Tensions between the communities were high following the murder of 15 year-old Latasha Harlins, who was killed just seven months months earlier by a Korean store clerk who wrongly accused her of stealing. The man was only put on probation and given 400 hours of community service. Cube wasn’t the only rapper who was palpably affected by the incident —2Pac also dedicated time on a couple of songs to the young girl.

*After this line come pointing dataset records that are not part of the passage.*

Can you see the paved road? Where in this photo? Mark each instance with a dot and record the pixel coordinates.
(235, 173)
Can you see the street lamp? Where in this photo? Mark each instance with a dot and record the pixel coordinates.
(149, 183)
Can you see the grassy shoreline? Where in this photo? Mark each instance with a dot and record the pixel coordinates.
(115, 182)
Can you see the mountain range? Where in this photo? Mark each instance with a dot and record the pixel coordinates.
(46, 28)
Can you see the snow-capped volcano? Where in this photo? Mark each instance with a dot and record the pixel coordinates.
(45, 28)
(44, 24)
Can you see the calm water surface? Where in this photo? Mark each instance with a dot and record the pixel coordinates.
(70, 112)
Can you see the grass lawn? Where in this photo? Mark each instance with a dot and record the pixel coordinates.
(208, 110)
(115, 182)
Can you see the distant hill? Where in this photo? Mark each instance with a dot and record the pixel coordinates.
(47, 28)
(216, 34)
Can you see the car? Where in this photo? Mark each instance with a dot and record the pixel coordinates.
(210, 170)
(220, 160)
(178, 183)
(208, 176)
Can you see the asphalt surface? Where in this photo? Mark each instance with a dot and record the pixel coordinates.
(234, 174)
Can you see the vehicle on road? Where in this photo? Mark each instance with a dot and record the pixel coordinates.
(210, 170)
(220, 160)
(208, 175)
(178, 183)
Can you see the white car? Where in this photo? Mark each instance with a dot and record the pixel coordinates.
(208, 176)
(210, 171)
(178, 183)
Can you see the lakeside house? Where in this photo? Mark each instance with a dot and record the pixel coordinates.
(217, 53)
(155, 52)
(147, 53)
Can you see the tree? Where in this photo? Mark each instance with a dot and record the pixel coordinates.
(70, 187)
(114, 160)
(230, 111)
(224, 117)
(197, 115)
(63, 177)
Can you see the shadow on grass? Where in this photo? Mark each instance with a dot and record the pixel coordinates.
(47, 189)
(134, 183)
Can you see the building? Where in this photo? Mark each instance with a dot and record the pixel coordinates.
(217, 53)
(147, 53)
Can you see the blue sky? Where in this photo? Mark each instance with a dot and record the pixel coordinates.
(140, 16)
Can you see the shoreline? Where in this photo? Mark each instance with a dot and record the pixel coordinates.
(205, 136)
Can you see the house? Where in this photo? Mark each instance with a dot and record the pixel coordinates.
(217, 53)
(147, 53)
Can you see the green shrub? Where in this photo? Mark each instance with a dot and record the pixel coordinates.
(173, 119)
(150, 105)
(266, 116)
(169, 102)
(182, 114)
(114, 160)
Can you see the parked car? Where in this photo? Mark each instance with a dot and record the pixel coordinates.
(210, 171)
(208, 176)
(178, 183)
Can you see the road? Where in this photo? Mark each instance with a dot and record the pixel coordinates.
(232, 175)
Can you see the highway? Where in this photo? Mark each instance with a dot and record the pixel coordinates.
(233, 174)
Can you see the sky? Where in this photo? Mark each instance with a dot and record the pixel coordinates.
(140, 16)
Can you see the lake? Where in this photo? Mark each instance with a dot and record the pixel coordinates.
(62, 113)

A year after “Black Korea” dropped, L.A. erupted in riots sparked by Harlins’ death and the Rodney King ruling, making it that much more timely. 

While both the “life” and “death” sides of the album are heavy, there are also occasions where Cube showcases his wry wit and life observances, like on the lead single “Steady Mobbin’,” a day-in-the-life escapade that’s a grittier prelude to his mellower later hits “Today Was A Good Day” and “You Know How We Do It.” Or on “Doing Dumb Shit,” where he gets nostalgic before turning somber and warning tht doing dumb shit” can often to lead to death for young Black men. 

On “Us” and “Color Blind” and the single “True to the Game” he’s chastising and preaching. "Us" is Cube's most finger-wagging moment, as he calls out his own community for things he wants to see change; while "Color Blind" urges peace between gangs, and features a handful of 90s West Coast stars including Kam, W.C., Coolio, J.D. and King Tee on one of the era's most underrated posse cuts. And on “No Vaseline,” maybe the album’s most popular track these days, he’s dissing his former friends N.W.A. at the height of their beef. But it’s always his engaging storytelling that weaves the album together and leaves an imprint.

One of the most thoughtful storytellers in rap, Cube was at the peak of his skills on Death Certificate, and 30 years later it’s still among rap’s most powerful albums.